Monday, August 27, 2012

Wine turns to vinegar



The wine quickly turns to vinegar in this story, as Irene Nemirovsky fashions a novel around her early life in Kiev, Petersburg, a remote region in Finland and ultimately Paris.  As a set of memoirs it is interesting to read, as Nemirovsky provides her fans with a number of salient details, but as a novel it is rather banal, told in third person although we see the story exclusively through the eyes of the protagonist, Helene Karol, from age 11 to 21.

Obviously, Irene hated her mother.  She paints her in the most harsh terms, while doting over her father who manages to rise from a bookkeeper in Kiev to a rich investment banker in Petersburg thanks to a gold deal he struck in Siberia after he was fired, due to his wife flaunting herself in public.  As his business deals keep him largely away from home, a still young mother takes on a younger lover, much to her daughter's chagrin, planting the seeds of hatred that would ultimately fuel Helene's "revenge."

But, this is less a revenge novel than it is a set of memoirs which offer some tasty vignettes of young Irene anxious to break the bounds of the aristocratic lifestyle she finds herself in.  Seems her only friend is a French governess who schools her so well in French and its customs that she feels more French than Russian, more Catholic than Jewish.  The family summers in Paris are her only reprieve growing up, and she desperately longs to make her time there permanent.

Sadly, Nemirovsky doesn't have much of a sense of humor.  We see her as a petulant and angry child throughout the first half of the book, emerging into an uneasy womanhood in the second half where she learns the art of flirting in a village of Russian emigres in Finland, by toying with a young man named "Fred," who has a family of his own.  This inspires her to plot her revenge against her mother.

Meanwhile, dear old Dad is busy socking away money, shares, bonds and whatever else he can easily transport as the civil war in Russia threatens to change the old order.  One can understand her resentment against her mother, but there isn't much about her father to suggest he was a better alternative.  But, seeing so little of him, Irene projects on him a more positive image.  Ultimately, she finds herself alone, hence the title of the novel, forced to make decisions for herself that she doesn't want to make.

Nemirovsky fans should enjoy the novel, but those new to her may want to look somewhere else first.

Thursday, August 9, 2012

The Final Frontier




The Paper Soldier offers a very unique view of the "space race," in taking the point of view of a doctor responsible for the health and well being of the cosmonauts, Gagarin and Titov, in the weeks leading up to the historic launch.  This is no rose-tinted perspective, but rather how Chekhov or Pasternak might have imagined the space program, as all the action takes place in the distance, while the doctors deal with abject life in Baikonur, the remote cosmodrome in Kazakhstan.


It is a very well-crafted film, theatrical in its approach, with Aleksei German stripping away the heroic aspects of the epoch-making flight by treating Gagarin as a periphery figure.  German invents a doctor who struggles with the enormity of the situation, torn not only by the importance of the moment, but between a wife and a mistress.  One in Moscow, the other in Baikonur.  Here we see shades of Dr.
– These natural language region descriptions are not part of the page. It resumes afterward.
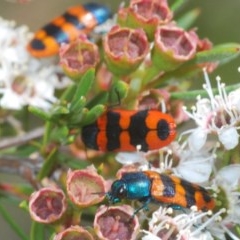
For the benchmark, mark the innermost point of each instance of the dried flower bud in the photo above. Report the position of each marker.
(47, 205)
(78, 57)
(116, 222)
(74, 232)
(125, 49)
(145, 14)
(85, 187)
(172, 47)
Zhivago, as Nina represents his cosmopolitan world view and Vera the more pragmatic woman.  Interestingly enough, Chulpan Khamatova plays the cosmopolitan wife in this film, where she had played Lara in the Russian mini-series of Zhivago.


What struck me was the bleakness and squalor of Baikonur.  It looks literally like the end of the line to the railroad with a camel framing in a shot of a test rocket shooting into space in the distance.  It makes you wonder how the Soviets ever got a rocket into space.  The film takes its title from a ballad originally sung by Bulat Okudzhava.

You can watch the film in parts in Russian on Youtube.